Greatings, consider the following code.

from abc import ABC, abstractmethod


class Interface(ABC):
    @abstractmethod
    def method(self) -> None:
        pass


class A(Interface):
    def method(self) -> None:
        pass


class B(Interface):
    def method(self) -> None:
        pass


mapping = {'A': A, 'B': B}


# does NOT pass mypy checks
def create_map(param: str) -> Interface:
    if param in mapping:
        return mapping[param]()
    else:
        raise NotImplementedError()

# passes mypy checks
def create_if(param: str) -> Interface:
    if param == 'A':
        return A()
    elif param == 'B':
        return B()
    else:
        raise NotImplementedError()

For some reason, create_if passes all mypy type checking, but create_map does not. The reveal_type for both functions is 'def (param: builtins.str) -> test.Interface'.

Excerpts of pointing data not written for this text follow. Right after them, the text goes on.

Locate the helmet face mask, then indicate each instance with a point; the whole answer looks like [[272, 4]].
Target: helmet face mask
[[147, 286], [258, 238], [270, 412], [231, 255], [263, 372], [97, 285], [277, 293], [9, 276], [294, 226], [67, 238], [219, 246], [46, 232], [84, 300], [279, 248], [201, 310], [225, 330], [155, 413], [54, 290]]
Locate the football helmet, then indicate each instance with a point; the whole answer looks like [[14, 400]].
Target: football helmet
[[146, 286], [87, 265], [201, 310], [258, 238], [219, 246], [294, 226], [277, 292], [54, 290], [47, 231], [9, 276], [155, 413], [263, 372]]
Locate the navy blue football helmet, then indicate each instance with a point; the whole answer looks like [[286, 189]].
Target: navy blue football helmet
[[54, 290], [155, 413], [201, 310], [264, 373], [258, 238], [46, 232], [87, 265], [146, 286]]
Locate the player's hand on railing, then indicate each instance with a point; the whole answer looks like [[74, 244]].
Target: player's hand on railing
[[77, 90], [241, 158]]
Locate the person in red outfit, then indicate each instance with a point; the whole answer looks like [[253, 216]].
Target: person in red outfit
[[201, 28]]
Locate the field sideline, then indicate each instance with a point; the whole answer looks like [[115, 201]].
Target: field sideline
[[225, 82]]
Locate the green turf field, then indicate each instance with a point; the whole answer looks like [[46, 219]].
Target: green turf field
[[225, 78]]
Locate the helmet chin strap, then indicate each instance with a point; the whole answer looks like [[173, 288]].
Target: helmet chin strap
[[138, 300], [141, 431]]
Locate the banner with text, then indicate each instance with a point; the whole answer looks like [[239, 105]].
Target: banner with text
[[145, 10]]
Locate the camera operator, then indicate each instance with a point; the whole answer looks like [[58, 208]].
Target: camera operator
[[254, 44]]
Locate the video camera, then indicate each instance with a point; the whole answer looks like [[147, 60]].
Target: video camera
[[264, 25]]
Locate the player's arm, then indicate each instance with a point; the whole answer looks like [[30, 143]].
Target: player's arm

The error I get is the same as if I were trying to instantiate an abstract class directly, which is weird considering this reference for mypy.

error: Cannot instantiate abstract class 'Interface' with abstract attribute 'method'

Also, if I make mapping = {'A': A} (i.e. remove 'B': B) now create_map also passes.

Can someone shed some light on this?

Upvotes: 5

Views: 4718

Answers (1)

Daniel Severo
Daniel Severo

Reputation: 1848

Apparently all I was missing was the type annotation for the mapping.

mapping: Mapping[str, Type[Interface]] = {'A': A, 'B': B}

Thanks @jonafato

Credit to mypy issues 1843 and 3048 for showing this syntax.